Her nipples were pierced; that was the first thing he noticed, the tiny gold hoops and the nearly invisible gold chain connected to each and threaded through the matching one piercing her navel. Her skirt rode low on her hips, exposing the softly feminine swell of her abdomen and the precious metal.
“Don’t feel bad,” she said. “You’re not the first man I’ve rendered speechless.”
She looked like she belonged in a harem, his harem, the bronze of her skin setting off the expensive sheen of the jewelry she wore, the cascade of her spun-sugar hair caressing her shoulders, her breasts plump and heavy with centers the color of toffee.
His mouth that had been cotton balls in the Sahara was now Niagara Falls. And when she twisted one finger around the chain and tugged, lifting both nipples to beg, he had to adjust his crouching position to ease the stress on his cock.
He shifted, tugged at his fly, the camera swinging away from the window. “Shit.”
There was Roland Green on the sidewalk, to the left of the boutique, having it out with a lean and mean-looking Latino. They were arguing, gesturing in each other’s faces, and ignoring the curious stares and wide berth given them by shoppers passing by.
Finn caught it all, continued to shoot as a Hispanic woman came out of Splash & Flambé and stepped between them, pushing Green back and grabbing the other man’s wrists.
Green waved them both off as if he’d had enough, then disappeared inside. The couple continued to talk, calmer now, Finn sticking to them with the resolve of sand on sunscreen-slick skin.
The man turned his head away; the woman lured him back, reaching for the necklace she wore as if using what looked to Finn to be letters to make a point. The man refused to be mollified, waving toward the door, urgent, before spinning away and leaving the woman standing alone.
Finn followed the man until he was out of sight, turned back in time to see the door to the boutique easing closed behind the woman, who’d returned inside…the boutique…the woman. “Shit.”
He swept the camera up the front of the building, to the second floor. His view was now blocked by tightly drawn blinds.

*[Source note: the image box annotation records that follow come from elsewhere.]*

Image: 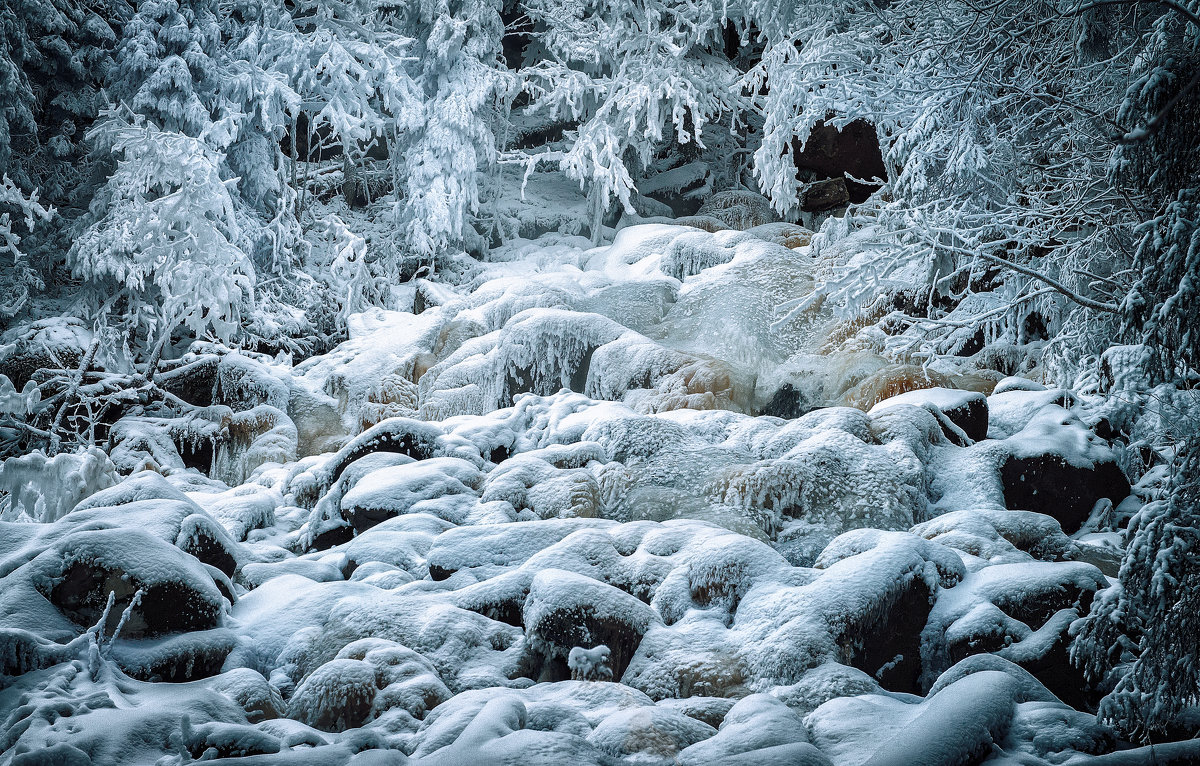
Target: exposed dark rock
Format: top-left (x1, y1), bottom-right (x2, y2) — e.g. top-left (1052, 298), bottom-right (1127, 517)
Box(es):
top-left (800, 178), bottom-right (850, 213)
top-left (113, 628), bottom-right (238, 683)
top-left (1000, 453), bottom-right (1129, 534)
top-left (0, 318), bottom-right (95, 391)
top-left (838, 578), bottom-right (934, 694)
top-left (758, 383), bottom-right (812, 420)
top-left (48, 562), bottom-right (220, 639)
top-left (792, 120), bottom-right (888, 203)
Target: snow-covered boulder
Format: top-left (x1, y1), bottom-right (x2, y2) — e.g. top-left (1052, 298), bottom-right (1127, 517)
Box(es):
top-left (870, 388), bottom-right (988, 443)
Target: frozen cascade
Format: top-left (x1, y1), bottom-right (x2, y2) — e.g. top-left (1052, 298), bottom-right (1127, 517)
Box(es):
top-left (0, 223), bottom-right (1171, 766)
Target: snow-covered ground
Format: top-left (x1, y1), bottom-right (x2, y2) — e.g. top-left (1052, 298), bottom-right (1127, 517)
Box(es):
top-left (0, 225), bottom-right (1200, 766)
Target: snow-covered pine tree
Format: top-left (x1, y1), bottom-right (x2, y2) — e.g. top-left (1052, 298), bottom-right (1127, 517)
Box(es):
top-left (391, 0), bottom-right (515, 264)
top-left (67, 114), bottom-right (254, 346)
top-left (505, 0), bottom-right (739, 235)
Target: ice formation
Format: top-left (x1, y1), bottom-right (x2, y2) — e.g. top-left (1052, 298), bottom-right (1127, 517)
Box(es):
top-left (0, 225), bottom-right (1200, 766)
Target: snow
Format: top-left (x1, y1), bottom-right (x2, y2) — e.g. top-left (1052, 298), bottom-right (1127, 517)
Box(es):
top-left (0, 222), bottom-right (1176, 766)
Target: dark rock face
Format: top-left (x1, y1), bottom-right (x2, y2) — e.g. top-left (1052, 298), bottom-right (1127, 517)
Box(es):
top-left (942, 394), bottom-right (988, 442)
top-left (526, 608), bottom-right (643, 682)
top-left (49, 562), bottom-right (221, 639)
top-left (758, 383), bottom-right (812, 420)
top-left (1000, 453), bottom-right (1129, 534)
top-left (113, 628), bottom-right (238, 683)
top-left (0, 318), bottom-right (91, 391)
top-left (838, 578), bottom-right (934, 694)
top-left (792, 120), bottom-right (888, 203)
top-left (800, 178), bottom-right (850, 213)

He grabbed for his phone to take it off speaker, found the call had ended three minutes ago.
He flipped it closed, banged it against his head. “Shit, shit, shit.”

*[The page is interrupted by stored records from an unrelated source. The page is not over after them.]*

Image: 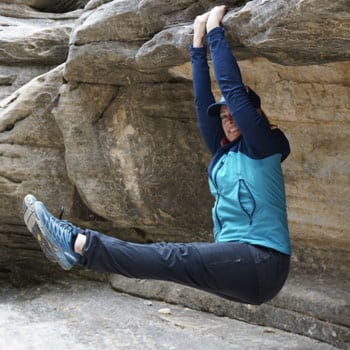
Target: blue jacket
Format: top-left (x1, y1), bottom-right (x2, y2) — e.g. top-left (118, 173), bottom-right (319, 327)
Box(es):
top-left (190, 27), bottom-right (291, 255)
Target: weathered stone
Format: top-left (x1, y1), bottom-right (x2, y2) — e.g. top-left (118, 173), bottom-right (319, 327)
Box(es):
top-left (223, 0), bottom-right (350, 65)
top-left (3, 0), bottom-right (89, 12)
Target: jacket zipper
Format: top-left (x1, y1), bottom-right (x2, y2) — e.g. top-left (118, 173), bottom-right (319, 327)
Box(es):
top-left (213, 162), bottom-right (224, 231)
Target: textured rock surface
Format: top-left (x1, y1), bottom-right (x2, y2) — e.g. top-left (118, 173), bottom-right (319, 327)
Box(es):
top-left (0, 280), bottom-right (336, 350)
top-left (0, 0), bottom-right (350, 288)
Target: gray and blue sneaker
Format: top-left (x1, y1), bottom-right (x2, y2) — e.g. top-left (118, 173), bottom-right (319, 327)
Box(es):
top-left (22, 194), bottom-right (57, 262)
top-left (34, 201), bottom-right (80, 270)
top-left (23, 195), bottom-right (80, 270)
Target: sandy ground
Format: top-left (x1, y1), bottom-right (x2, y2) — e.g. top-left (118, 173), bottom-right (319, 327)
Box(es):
top-left (0, 279), bottom-right (335, 350)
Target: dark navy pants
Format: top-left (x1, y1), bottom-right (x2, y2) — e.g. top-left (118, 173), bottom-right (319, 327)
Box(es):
top-left (81, 230), bottom-right (290, 304)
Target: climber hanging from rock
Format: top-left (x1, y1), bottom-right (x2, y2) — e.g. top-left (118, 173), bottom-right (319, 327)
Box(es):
top-left (23, 6), bottom-right (291, 304)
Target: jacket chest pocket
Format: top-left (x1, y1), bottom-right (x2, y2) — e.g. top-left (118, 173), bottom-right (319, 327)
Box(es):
top-left (238, 179), bottom-right (256, 225)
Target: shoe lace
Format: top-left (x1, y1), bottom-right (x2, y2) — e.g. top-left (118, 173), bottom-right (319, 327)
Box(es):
top-left (58, 207), bottom-right (64, 220)
top-left (48, 207), bottom-right (77, 239)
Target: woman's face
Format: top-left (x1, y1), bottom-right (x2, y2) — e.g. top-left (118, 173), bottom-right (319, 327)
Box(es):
top-left (220, 106), bottom-right (241, 142)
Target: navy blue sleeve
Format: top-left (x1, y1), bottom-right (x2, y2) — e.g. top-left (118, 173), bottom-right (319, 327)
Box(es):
top-left (190, 46), bottom-right (223, 154)
top-left (207, 27), bottom-right (289, 158)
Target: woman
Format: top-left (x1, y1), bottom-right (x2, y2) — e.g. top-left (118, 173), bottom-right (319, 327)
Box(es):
top-left (23, 6), bottom-right (290, 304)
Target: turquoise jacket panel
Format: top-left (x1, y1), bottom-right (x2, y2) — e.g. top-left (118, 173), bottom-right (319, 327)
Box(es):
top-left (190, 27), bottom-right (291, 254)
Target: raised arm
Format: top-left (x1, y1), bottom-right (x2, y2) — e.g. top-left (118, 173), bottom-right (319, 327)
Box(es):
top-left (190, 12), bottom-right (223, 153)
top-left (207, 6), bottom-right (279, 156)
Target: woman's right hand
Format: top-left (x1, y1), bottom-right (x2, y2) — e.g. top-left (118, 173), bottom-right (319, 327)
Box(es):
top-left (193, 11), bottom-right (210, 47)
top-left (206, 5), bottom-right (227, 33)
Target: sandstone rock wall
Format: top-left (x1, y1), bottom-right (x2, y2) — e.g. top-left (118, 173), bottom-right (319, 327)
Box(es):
top-left (0, 0), bottom-right (350, 275)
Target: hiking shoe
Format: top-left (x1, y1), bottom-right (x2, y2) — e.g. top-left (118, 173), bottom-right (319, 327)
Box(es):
top-left (22, 194), bottom-right (57, 262)
top-left (33, 201), bottom-right (80, 270)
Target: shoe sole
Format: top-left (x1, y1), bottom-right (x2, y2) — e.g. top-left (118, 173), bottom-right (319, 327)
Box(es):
top-left (33, 201), bottom-right (74, 270)
top-left (22, 194), bottom-right (57, 262)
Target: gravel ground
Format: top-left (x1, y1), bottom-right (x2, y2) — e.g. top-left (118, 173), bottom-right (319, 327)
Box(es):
top-left (0, 279), bottom-right (335, 350)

Part of him felt like calling her back, explaining that he’d only been doing his job, the one he’d been hired to do, the one that was going to buy the new roof for his beach house, maybe the shutters for his windows as well.

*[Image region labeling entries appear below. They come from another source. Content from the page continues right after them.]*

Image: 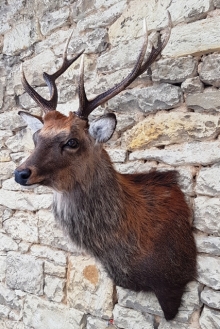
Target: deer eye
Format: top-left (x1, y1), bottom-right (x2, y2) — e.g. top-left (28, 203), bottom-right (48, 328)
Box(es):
top-left (64, 138), bottom-right (79, 149)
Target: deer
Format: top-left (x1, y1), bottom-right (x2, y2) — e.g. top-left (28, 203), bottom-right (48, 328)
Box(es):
top-left (15, 16), bottom-right (197, 320)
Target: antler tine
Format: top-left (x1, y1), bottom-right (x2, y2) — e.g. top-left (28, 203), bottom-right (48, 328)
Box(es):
top-left (77, 12), bottom-right (172, 118)
top-left (21, 31), bottom-right (85, 113)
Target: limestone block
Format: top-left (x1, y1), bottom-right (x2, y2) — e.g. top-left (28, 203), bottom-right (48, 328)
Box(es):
top-left (23, 295), bottom-right (86, 329)
top-left (77, 0), bottom-right (126, 31)
top-left (44, 275), bottom-right (66, 303)
top-left (67, 256), bottom-right (113, 319)
top-left (193, 196), bottom-right (220, 235)
top-left (151, 56), bottom-right (198, 83)
top-left (109, 0), bottom-right (211, 45)
top-left (3, 20), bottom-right (40, 55)
top-left (0, 161), bottom-right (16, 179)
top-left (44, 260), bottom-right (66, 278)
top-left (30, 244), bottom-right (66, 266)
top-left (197, 255), bottom-right (220, 290)
top-left (199, 306), bottom-right (220, 329)
top-left (40, 6), bottom-right (70, 35)
top-left (181, 77), bottom-right (204, 94)
top-left (113, 304), bottom-right (154, 329)
top-left (108, 83), bottom-right (183, 113)
top-left (3, 211), bottom-right (38, 243)
top-left (86, 316), bottom-right (111, 329)
top-left (0, 254), bottom-right (6, 282)
top-left (201, 287), bottom-right (220, 310)
top-left (196, 167), bottom-right (220, 196)
top-left (199, 54), bottom-right (220, 87)
top-left (0, 233), bottom-right (18, 252)
top-left (186, 90), bottom-right (220, 112)
top-left (0, 190), bottom-right (52, 211)
top-left (129, 141), bottom-right (220, 166)
top-left (195, 234), bottom-right (220, 256)
top-left (162, 16), bottom-right (220, 57)
top-left (117, 282), bottom-right (201, 322)
top-left (124, 112), bottom-right (220, 150)
top-left (6, 252), bottom-right (43, 295)
top-left (38, 210), bottom-right (78, 252)
top-left (107, 149), bottom-right (127, 162)
top-left (5, 128), bottom-right (34, 152)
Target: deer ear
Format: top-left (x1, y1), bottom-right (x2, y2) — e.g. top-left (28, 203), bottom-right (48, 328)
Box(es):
top-left (18, 111), bottom-right (44, 134)
top-left (89, 113), bottom-right (117, 143)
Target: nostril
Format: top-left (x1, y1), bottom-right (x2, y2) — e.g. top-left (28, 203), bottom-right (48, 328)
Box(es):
top-left (15, 168), bottom-right (31, 185)
top-left (20, 169), bottom-right (31, 179)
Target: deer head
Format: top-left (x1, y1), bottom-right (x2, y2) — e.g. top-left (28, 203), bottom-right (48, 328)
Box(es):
top-left (15, 15), bottom-right (171, 191)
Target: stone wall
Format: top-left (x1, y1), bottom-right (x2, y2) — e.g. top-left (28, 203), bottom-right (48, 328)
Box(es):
top-left (0, 0), bottom-right (220, 329)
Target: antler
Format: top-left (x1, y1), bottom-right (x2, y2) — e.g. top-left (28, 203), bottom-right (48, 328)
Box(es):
top-left (21, 31), bottom-right (84, 113)
top-left (76, 12), bottom-right (172, 118)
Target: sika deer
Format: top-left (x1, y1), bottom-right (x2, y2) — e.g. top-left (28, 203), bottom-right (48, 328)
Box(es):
top-left (15, 16), bottom-right (196, 320)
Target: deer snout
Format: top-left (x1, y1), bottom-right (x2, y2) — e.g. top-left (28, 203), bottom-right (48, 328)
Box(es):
top-left (14, 168), bottom-right (31, 185)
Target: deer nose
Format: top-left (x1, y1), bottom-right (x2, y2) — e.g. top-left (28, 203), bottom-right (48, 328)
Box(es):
top-left (14, 168), bottom-right (31, 185)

But he didn’t want to give her such a lame-sounding excuse over the phone. He’d do better to save it and deliver it in person tomorrow night. Because he would see her tomorrow night. He was not going to take no for an answer.
After what she’d just shown him—and he wasn’t talking about the skin—he was more interested than ever in finding out exactly who Olivia Hammond was. And what, besides her body, she was trying to get people to see.